Camp Two: The Historians
One may find the traditionalist reciting aphorisms such as, “history doesn’t always repeat itself, but it rhymes,” or Napoleonic maxims that exalt the moral dimensions of war. By its nature, this camp looks to the past, but that should not diminish its value when imagining the future. For example, while Adolf Hitler’s Blitzkrieg may have caught the last-war-focused French Army off guard in 1940, Germany’s breakthrough was nothing more than a strategic penetration that utilized armor in the maneuver. Considering Alexander the Great favored similar tactics at Boetia and Gaugamela in the fourth century B.C., the concept of a penetrating maneuver is certainly not new. Germany was creative enough to find a new way of doing something very old, thanks in part to the musings of Major General J.F.C. Fuller and Sir B.H. Liddell Hart, both historians in their own right.

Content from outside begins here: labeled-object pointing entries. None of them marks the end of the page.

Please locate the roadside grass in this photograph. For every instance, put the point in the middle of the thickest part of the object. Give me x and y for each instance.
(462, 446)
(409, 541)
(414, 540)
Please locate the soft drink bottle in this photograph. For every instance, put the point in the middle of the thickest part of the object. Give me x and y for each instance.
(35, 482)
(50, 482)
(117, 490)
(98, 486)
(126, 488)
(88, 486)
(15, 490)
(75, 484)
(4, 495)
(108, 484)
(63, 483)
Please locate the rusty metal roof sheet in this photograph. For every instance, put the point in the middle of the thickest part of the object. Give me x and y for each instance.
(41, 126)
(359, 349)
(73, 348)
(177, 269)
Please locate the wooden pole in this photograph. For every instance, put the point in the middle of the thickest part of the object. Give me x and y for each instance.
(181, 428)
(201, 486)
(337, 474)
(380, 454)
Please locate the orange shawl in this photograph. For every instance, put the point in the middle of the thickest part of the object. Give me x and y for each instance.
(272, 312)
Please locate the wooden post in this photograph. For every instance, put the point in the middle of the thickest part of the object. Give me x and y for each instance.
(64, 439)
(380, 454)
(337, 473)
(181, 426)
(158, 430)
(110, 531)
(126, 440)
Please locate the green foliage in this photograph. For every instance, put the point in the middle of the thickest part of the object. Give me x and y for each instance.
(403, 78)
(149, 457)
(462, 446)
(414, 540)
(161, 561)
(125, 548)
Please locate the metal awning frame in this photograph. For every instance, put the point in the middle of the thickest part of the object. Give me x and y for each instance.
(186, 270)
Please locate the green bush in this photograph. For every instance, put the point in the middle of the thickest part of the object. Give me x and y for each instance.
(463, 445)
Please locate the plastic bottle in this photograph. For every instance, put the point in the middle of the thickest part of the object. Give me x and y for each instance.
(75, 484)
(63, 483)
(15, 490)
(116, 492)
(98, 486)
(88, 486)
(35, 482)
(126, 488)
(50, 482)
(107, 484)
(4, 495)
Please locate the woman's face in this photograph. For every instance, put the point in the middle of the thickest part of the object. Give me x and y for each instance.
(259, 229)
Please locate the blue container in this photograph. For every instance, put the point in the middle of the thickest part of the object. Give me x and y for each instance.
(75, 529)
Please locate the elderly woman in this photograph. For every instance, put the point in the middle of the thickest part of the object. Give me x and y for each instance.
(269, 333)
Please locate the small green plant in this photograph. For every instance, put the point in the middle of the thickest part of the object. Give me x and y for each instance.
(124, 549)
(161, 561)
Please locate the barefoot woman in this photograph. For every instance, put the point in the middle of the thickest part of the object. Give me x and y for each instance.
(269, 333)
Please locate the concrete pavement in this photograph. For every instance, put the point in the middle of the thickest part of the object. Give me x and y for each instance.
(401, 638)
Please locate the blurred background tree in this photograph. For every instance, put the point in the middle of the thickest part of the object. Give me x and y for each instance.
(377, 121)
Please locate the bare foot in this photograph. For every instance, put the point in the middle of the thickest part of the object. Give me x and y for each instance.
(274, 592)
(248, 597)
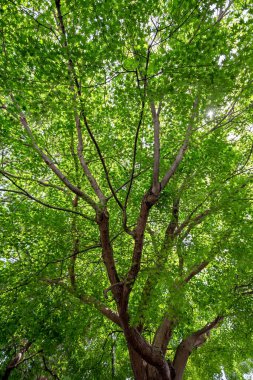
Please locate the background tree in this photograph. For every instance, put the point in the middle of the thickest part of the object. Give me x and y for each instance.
(126, 189)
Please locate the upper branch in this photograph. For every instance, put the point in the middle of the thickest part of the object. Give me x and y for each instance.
(182, 150)
(53, 167)
(156, 123)
(187, 345)
(84, 165)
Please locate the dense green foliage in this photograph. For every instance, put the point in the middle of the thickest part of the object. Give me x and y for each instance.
(114, 60)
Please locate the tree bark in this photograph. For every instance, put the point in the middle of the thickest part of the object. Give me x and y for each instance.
(15, 361)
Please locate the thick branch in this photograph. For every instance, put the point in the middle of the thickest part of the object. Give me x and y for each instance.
(148, 201)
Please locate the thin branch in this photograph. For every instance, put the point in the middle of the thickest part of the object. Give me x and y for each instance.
(89, 300)
(72, 71)
(50, 163)
(156, 124)
(83, 163)
(40, 181)
(196, 271)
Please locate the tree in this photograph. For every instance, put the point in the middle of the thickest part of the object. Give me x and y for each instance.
(126, 179)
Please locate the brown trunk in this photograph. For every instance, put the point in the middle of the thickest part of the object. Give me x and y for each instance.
(144, 371)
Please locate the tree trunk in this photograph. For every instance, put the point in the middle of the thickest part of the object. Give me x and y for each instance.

Still, history is not a how-to manual, and the many insights it offers are not always transferable to the present. Historians like Sir Michael Howard and Margaret MacMillan tell us that history cannot be a guide for the future, only a window into existing and often complex truths. Indeed, the traditionalist might abuse history by grasping at obscure references and linking them to modern precedent in the hopes of anticipating outcomes. Worse still, some may draw the wrong lessons from history entirely, as U.S. officials Doug Feith and Paul Wolfowitz did by painting Saddam Hussein as a sort of Middle East Hitler to help justify the 2003 invasion of Iraq.

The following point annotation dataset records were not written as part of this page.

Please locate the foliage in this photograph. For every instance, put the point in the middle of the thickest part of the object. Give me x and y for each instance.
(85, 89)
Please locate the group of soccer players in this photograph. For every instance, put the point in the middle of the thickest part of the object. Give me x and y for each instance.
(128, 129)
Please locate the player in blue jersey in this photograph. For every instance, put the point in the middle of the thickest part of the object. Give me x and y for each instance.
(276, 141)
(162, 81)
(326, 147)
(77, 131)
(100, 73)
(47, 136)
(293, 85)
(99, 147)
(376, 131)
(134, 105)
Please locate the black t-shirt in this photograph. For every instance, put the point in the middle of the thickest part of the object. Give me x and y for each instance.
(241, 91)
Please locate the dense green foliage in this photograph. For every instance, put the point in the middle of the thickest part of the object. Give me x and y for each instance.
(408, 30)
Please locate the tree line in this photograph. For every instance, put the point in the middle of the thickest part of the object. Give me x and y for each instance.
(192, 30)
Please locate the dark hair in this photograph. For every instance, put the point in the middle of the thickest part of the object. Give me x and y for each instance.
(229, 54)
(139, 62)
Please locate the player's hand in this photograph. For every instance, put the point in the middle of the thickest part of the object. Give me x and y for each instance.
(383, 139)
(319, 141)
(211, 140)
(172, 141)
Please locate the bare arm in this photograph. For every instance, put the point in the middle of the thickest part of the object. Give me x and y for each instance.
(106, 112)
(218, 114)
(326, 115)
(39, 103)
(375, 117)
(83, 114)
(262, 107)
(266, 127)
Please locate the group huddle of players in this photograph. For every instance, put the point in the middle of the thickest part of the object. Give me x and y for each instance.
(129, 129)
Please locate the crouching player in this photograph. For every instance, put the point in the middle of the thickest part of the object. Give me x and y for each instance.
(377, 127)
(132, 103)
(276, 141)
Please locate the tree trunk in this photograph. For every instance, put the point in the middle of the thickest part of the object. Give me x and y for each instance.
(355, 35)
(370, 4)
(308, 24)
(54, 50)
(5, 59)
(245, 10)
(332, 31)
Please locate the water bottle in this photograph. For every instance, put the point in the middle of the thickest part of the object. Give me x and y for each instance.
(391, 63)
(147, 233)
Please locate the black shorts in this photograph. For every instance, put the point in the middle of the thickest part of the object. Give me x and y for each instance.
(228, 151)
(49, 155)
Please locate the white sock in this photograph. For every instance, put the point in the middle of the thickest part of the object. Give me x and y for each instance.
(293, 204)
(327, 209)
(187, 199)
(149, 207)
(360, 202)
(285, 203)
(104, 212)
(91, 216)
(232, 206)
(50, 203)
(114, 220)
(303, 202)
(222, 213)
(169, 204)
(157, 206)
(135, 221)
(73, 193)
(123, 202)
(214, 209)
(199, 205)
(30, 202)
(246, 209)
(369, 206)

The historian alone is prone to miss opportunities exclusively in the wheelhouse of prophets, such as those related to emerging panoptic digital strategies employed by the Chinese military, thereby overlooking critical vulnerabilities to mobility. Traditionalists may also fail to recognize the opportunities in an opponent’s panoptic designs. Military analysts collaborate on these problems in certain advanced intelligence readiness venues. During a recent Army Foundry Platform course on Fort Bragg, North Carolina, intelligence analysts participated in creativity workshops by examining how Geert Hofstede’s cultural dimensions theory might influence tactical and operational military challenges. These venues, where minds meet to attack wicked problems, carry us to our third and arguably most important camp—the nexus.
Camp Three: The Nexus
While exercising caution to avoid presentism, the observation of current conflicts in a historical context can and should serve as a muse for creative thought. A key component of the Ukrainian Army’s success against Russia has been its skillful balancing of what has worked with what might work. Small unit tactics, artillery barrages, and demolition of infrastructure such as bridges played as much of a role in Ukraine’s gains as repurposed drones and exploitation of the information space. Though the tank may not be dead, the proliferation of small, smart, and cheap technologies is a revolution in its infancy with implications not yet clear to observers. Ukraine found a way to allow these truths to coexist rather than pitting them against each other.